And as the smith whirled to recover, a terrible left-hander met him just below the short ribs.

With a grunt the man doubled, sprawled and fell. By some strange atavism, which he never afterward could understand, Allan counted, in the Folk's tongue: "Hathi, ko, zem, baku" and so up to "lamnu"--ten.

Still the smith did not rise, but only lay and groaned and sought to catch the breath that would not come.

"I have won!" cried Allan in a loud voice. "Here, you people, take this greun, this child, away! And let there be no further idle talk of a dead law--for surely, in your custom, a law dies when its champion is beaten! Come, quick, away with him!"

Two stout men came forward, bowed to Allan with hands clasped upon their breasts in signal of fresh allegiance, and without ceremony took the insensible smith, neck-and-heels, and lugged him off as though he had only been a net heavily laden with fish.

The crowd opened in awed silence to let them pass. By the glare Allan noticed that the man's jaw hung oddly awry, even as the obeah's had hung, in Madison Forest.

"Jove, what a wallop that must have been!" thought he, now perceiving for the first time that his knuckles were cut and bleeding. "Old Monahan himself taught me that in the Harvard gym a thousand odd years ago--and it still works. One question settled, mighty quick; and H'yemba won't have much to say for a few weeks at least. Not till his jawbone knits again, anyhow!"

Upon his arm he felt a hand. Turning, he saw Vreenya, the aged counselor.

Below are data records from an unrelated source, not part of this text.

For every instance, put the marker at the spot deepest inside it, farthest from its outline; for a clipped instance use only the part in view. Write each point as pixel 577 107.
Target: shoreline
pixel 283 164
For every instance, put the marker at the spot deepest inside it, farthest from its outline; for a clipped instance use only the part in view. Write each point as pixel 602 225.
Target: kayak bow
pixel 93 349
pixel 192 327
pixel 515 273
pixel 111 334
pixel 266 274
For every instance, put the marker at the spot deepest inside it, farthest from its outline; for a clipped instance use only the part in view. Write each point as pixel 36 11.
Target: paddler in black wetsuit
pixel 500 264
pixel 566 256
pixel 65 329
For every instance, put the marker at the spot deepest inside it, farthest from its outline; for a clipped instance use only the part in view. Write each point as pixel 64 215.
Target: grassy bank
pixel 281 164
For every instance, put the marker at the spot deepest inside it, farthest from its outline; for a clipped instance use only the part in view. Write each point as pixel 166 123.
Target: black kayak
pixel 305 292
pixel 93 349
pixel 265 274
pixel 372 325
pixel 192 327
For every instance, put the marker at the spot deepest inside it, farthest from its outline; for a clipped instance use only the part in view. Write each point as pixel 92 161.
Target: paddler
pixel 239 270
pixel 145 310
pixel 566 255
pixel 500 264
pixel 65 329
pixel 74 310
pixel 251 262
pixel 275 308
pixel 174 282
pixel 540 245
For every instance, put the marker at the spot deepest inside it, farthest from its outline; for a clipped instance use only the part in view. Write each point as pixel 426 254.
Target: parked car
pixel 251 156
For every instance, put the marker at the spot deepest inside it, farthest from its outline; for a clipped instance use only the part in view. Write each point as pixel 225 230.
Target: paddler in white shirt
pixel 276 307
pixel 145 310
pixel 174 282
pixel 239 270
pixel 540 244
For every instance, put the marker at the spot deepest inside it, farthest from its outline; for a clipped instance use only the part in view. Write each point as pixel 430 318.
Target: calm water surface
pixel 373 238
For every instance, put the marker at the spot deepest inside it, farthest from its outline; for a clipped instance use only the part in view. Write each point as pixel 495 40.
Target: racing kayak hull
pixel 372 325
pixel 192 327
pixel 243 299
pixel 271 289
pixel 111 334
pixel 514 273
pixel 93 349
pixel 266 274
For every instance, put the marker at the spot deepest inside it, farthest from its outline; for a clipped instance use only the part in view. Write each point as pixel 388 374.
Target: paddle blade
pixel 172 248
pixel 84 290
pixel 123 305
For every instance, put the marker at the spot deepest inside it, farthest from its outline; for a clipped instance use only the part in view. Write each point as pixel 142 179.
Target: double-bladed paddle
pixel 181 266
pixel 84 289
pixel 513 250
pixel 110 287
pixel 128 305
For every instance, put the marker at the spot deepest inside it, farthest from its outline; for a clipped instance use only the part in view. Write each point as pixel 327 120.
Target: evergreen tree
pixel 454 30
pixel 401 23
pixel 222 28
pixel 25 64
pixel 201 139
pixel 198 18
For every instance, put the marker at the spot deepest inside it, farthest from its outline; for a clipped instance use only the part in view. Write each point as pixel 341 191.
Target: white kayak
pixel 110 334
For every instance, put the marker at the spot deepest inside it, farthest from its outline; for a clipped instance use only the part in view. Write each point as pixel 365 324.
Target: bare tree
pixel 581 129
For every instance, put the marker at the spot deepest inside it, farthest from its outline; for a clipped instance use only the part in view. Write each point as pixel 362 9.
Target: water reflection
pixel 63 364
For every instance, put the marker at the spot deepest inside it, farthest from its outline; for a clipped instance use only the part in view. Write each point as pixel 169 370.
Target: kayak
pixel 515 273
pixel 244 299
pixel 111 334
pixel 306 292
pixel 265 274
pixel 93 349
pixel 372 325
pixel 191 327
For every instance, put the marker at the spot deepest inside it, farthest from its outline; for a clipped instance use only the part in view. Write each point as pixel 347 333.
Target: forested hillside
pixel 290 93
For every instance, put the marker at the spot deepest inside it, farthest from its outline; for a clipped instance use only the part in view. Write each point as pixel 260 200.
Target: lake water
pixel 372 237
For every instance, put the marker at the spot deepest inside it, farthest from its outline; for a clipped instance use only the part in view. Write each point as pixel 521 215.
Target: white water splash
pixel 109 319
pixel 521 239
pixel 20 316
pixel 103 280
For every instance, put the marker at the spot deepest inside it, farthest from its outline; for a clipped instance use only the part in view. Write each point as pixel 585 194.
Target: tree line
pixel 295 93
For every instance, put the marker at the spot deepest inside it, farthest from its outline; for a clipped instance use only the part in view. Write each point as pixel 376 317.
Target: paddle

"Surely, O master, he shall not live, now you have conquered him? The boiling pit awaits. It is our custom--if you will!"

Allan only shook his head.

"All customs change, these times," he answered. "I am your law! This man's life is needed, for he has good skill with metals. He shall live, but never shall he speak before the Folk again. I have said it!"

To the waiting throng he turned again.

"Ye have witnessed!" he cried, in a loud voice. "Now, have fear of me, your master! Once in the Battle of the Walls ye beheld death raining from my fire-bow. Once ye watched me vanquish your ruler, even the great Kamrou himself, and fling him far into the pit that boils. And now, for the third time, ye have seen. Remember well!"

A stir ran through the multitude. He felt its potent meaning, and he understood.

"I am the law!" he flung at them once more. "Declare it, all! Repeat!"

The thousand-throated chorus: "Thou art the law!" boomed upward through the fog, rolled mightily against the towering cliff, and echoed thunderlike across the hot, black sea.